Charlotte was right in some respects, thought Bets; she didn’t have many friends. She knew a lot of people through her job as a beautician, but her really good friends she could count on one hand. She often wondered whether being an only child had something to do with not making friends easily - speaking her mind on several occasions was probably the most valid reason. Her mum often said it was good that Elizabeth was plain speaking; no one would ever be able to bully or walk all over her. Her dad on the other hand worried that she came across as being rude, which Bets secretly thought that she did most of the time.

Left alone in the flat she began to think about Stuart again and decided enough was enough, and that next time she saw him she would make her move; she was fed up of being alone and people feeling sorry for her.

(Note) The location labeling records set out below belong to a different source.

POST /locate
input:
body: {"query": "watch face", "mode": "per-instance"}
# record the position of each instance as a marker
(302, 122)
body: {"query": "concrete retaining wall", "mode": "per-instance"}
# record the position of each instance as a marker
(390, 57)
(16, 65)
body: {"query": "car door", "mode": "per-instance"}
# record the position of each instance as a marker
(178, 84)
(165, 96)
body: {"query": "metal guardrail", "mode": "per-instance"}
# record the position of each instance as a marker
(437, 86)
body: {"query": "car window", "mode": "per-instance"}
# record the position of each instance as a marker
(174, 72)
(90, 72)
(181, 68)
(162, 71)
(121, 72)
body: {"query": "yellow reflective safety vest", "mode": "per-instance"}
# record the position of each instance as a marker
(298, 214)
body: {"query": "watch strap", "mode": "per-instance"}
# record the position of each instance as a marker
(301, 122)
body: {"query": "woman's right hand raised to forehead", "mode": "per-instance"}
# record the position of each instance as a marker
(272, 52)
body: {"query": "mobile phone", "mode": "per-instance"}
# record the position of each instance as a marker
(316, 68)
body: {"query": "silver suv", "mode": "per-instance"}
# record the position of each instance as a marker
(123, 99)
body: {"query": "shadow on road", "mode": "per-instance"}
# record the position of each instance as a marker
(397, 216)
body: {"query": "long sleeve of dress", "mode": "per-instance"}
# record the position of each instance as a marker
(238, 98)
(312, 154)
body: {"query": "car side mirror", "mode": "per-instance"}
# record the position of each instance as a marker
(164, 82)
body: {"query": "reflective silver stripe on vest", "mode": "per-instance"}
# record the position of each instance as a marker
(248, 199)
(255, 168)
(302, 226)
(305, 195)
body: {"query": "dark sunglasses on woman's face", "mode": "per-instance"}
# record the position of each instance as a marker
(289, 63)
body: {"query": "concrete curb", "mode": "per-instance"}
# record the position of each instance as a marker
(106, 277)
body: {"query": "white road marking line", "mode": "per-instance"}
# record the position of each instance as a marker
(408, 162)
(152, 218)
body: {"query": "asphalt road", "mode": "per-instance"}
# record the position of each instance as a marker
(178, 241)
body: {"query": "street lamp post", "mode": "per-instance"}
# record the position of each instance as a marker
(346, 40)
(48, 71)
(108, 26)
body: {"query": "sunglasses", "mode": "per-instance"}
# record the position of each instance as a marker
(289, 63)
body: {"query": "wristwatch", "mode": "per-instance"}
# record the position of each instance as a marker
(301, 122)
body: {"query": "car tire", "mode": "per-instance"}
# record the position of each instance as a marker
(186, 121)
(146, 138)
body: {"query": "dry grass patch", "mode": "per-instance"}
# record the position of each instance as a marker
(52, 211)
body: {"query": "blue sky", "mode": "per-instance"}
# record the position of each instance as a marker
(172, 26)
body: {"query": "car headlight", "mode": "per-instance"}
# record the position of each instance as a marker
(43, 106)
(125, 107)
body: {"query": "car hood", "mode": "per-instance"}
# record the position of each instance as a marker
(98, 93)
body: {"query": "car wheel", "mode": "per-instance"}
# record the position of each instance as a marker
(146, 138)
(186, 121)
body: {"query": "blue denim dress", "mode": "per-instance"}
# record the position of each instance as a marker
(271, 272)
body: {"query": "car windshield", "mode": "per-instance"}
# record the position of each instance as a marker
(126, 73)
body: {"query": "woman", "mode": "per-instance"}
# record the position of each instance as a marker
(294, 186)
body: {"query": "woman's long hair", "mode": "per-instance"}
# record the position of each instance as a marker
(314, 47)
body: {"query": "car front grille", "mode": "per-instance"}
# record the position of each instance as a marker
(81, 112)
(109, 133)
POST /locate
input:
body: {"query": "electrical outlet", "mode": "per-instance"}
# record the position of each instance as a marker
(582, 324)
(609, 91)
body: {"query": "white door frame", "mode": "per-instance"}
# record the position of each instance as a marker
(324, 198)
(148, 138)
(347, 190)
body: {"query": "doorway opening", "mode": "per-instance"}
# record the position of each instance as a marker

She was fed up of being invited to the Price’s or Kerry’s for Christmas lunch and having to pull her own cracker, and she was fed up of only being responsible for Alfred. She was ready for something more in her life. It was time to stop being scared and go for it. Bets had coped with the loss of her parents by working hard, and had turned a one roomed beauty salon above a greengrocer’s into a luxurious salon with three treatment rooms, a tanning room and a sauna. But now the business practically ran itself and she was lucky enough to have two honest and reliable girls working for her, so she didn’t have to work as hard as she had done over the last few years. Yes, she realised she was now at an age where she should think about moving her life on; but not today, maybe tomorrow when she didn’t feel quite so hung over.